Chiedi prima se l’operazione è inclusa nella manutenzione, nella garanzia o in un servizio connesso. Aggiornamenti, mappe e lavoro dell’officina possono avere condizioni e costi differenti.
Errori da evitare
- Scaricare software da forum, servizi di condivisione o venditori non autorizzati.
- Installare un file perché “funziona sulla stessa auto” senza confrontare anno e sistema.
- Usare un aggiornamento destinato a un’altra regione.
- Staccare la batteria, togliere la chiavetta o forzare il riavvio mentre il sistema sta scrivendo i dati.
- Avviare l’installazione poco prima di dover partire.
- Confondere l’aggiornamento dell’app sul telefono con quello del veicolo.
- Usare strumenti collegati alla presa di diagnosi per modificare centraline senza una procedura autorizzata.
Un’interruzione può lasciare il display o una centralina senza un software completo. Il risultato può andare da preferenze cancellate a funzioni temporaneamente non disponibili.

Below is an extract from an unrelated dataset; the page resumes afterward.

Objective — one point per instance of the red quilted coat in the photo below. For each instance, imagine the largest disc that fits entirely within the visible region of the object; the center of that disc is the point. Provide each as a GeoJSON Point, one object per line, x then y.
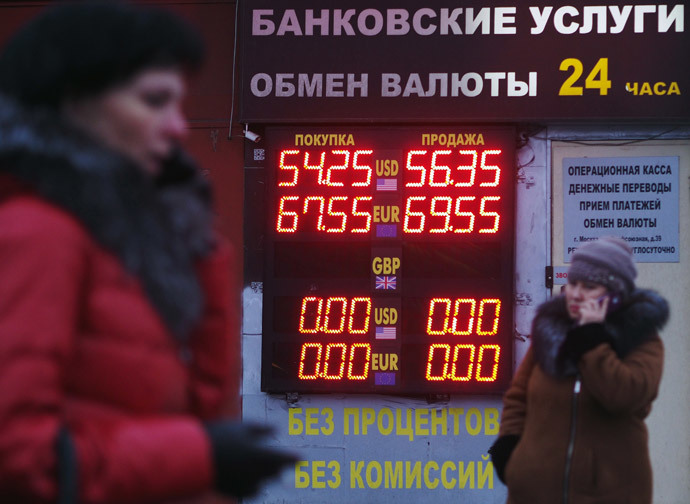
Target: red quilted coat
{"type": "Point", "coordinates": [101, 337]}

Cosa fare se l’aggiornamento non riesce
Prima annota o fotografa:
- messaggio di errore;
- percentuale o fase in cui si è fermato;
- versione precedente e versione proposta;
- metodo usato, OTA, USB o SD;
- VIN e modello dell’auto.
Non ripetere continuamente l’installazione e non scollegare la batteria per “azzerare tutto”. Se il display funziona, consulta la sezione guasti della guida ufficiale. Riavvia il sistema soltanto con il comando previsto dal manuale.
Se l’auto mostra spie nuove, non parte o dichiara che alcune funzioni non sono disponibili, contatta l’assistenza prima di guidare. Se invece il problema riguarda solo preferiti, telefono o stazioni radio cancellate, verifica prima se le note dell’aggiornamento prevedevano il ripristino delle impostazioni.
La regola da ricordare è questa: identifica prima il sistema e la versione, usa soltanto il canale ufficiale e lascia decidere all’auto o al manuale come deve avvenire l’installazione. “Aggiornare il software” non è un’unica operazione uguale per tutti i veicoli.